5

I'm using GridSearchCV and a pipeline to classify some text documents. A code snippet:

clf = Pipeline([('vect', TfidfVectorizer()), ('clf', SVC())])
parameters = {'vect__ngram_range' : [(1,2)], 'vect__min_df' : [2], 'vect__stop_words' : ['english'],
                  'vect__lowercase' : [True], 'vect__norm' : ['l2'], 'vect__analyzer' : ['word'], 'vect__binary' : [True], 
                  'clf__kernel' : ['rbf'], 'clf__C' : [100], 'clf__gamma' : [0.01], 'clf__probability' : [True]} 
grid_search = GridSearchCV(clf, parameters, n_jobs = -2, refit = True, cv = 10)
grid_search.fit(corpus, labels)

My problem is that when using grid_serach.predict_proba(new_doc) and then wanting to find out what classes the probabilities corresponds to with grid_search.classes_, I get the following error:

AttributeError: 'GridSearchCV' object has no attribute 'classes_'

What have I missed?

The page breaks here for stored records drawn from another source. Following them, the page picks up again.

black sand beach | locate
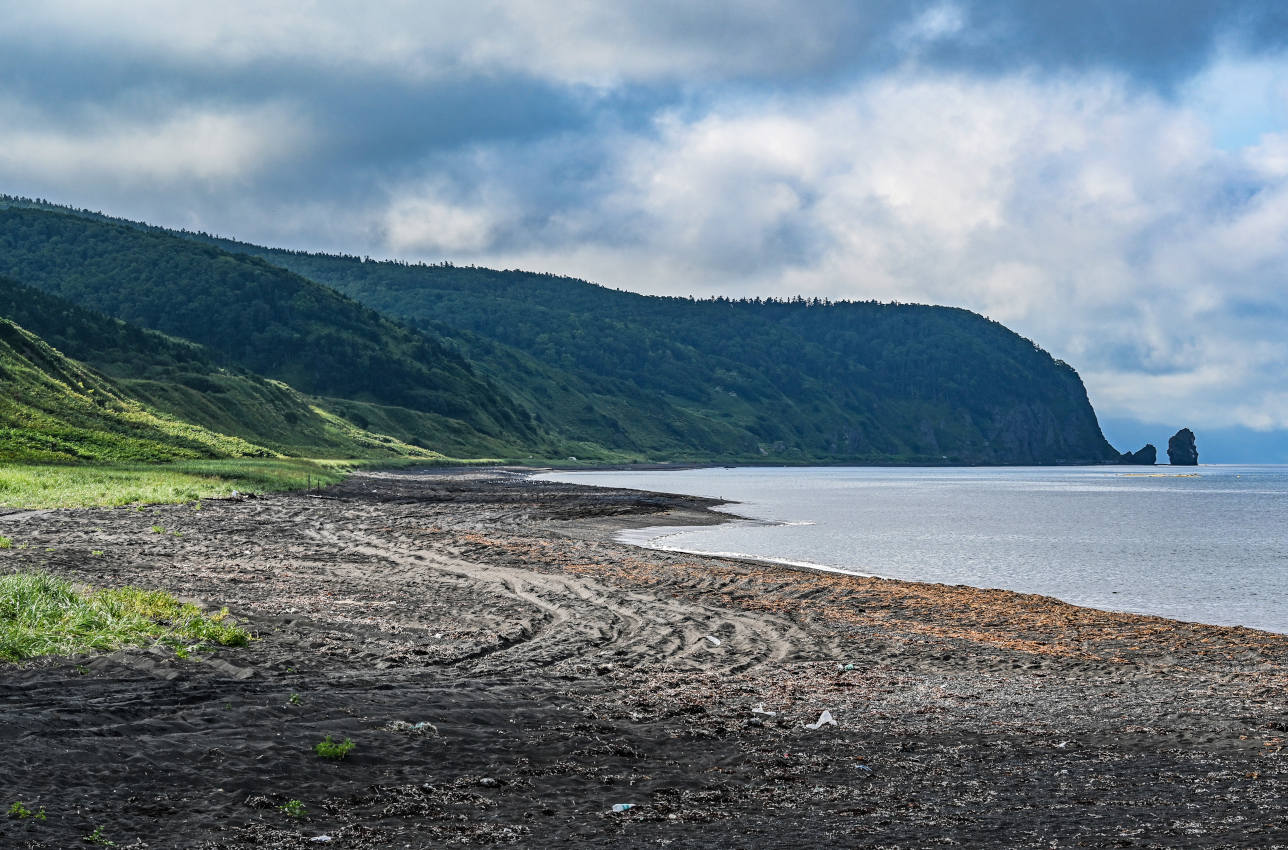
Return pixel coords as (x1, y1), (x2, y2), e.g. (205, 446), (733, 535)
(0, 470), (1288, 850)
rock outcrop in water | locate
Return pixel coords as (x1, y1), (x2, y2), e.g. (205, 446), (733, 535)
(1167, 428), (1199, 466)
(1119, 443), (1158, 466)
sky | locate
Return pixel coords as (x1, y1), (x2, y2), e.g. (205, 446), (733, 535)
(0, 0), (1288, 460)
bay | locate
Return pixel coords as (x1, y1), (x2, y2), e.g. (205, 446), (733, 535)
(542, 466), (1288, 632)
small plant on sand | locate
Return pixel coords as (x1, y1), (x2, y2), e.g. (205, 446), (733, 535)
(9, 800), (45, 820)
(0, 573), (251, 662)
(278, 800), (309, 818)
(313, 735), (354, 760)
(81, 827), (116, 847)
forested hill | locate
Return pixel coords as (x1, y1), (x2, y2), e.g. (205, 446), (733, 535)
(0, 205), (535, 455)
(0, 195), (1117, 464)
(0, 317), (272, 462)
(195, 242), (1117, 464)
(0, 277), (450, 458)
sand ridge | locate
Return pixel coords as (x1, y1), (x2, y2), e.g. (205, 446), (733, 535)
(0, 470), (1288, 849)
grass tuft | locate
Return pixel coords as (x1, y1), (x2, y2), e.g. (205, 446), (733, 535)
(313, 735), (354, 760)
(0, 573), (251, 662)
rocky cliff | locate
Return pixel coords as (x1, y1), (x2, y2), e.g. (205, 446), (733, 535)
(1167, 428), (1199, 466)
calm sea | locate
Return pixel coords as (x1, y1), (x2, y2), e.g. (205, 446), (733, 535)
(544, 466), (1288, 632)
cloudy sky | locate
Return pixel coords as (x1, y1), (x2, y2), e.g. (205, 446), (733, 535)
(0, 0), (1288, 451)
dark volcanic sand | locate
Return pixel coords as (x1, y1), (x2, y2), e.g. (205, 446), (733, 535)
(0, 471), (1288, 850)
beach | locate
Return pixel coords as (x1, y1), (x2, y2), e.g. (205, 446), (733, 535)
(0, 469), (1288, 850)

I thought that if the last "step" in the pipeline was a classifier, then the return of GridSearchCV is also a classifier. Hence one can use the attributes of that classifier, e.g. classes_.

ouflak
  • 2,458
  • 10
  • 44
  • 49
Josefine
  • 181
  • 1
  • 10

2 Answers2

10

As mentioned in the comments above, the grid_search.best_estimator_.classes_ returned an error message since it returns a pipeline with no attribute .classes_. However, by first calling the step classifier of the pipeline I was able to use the classes attribute. Here is the solution

grid_search.best_estimator_.named_steps['clf'].classes_
Josefine
  • 181
  • 1
  • 10
8

Try grid_search.best_estimator_.classes_.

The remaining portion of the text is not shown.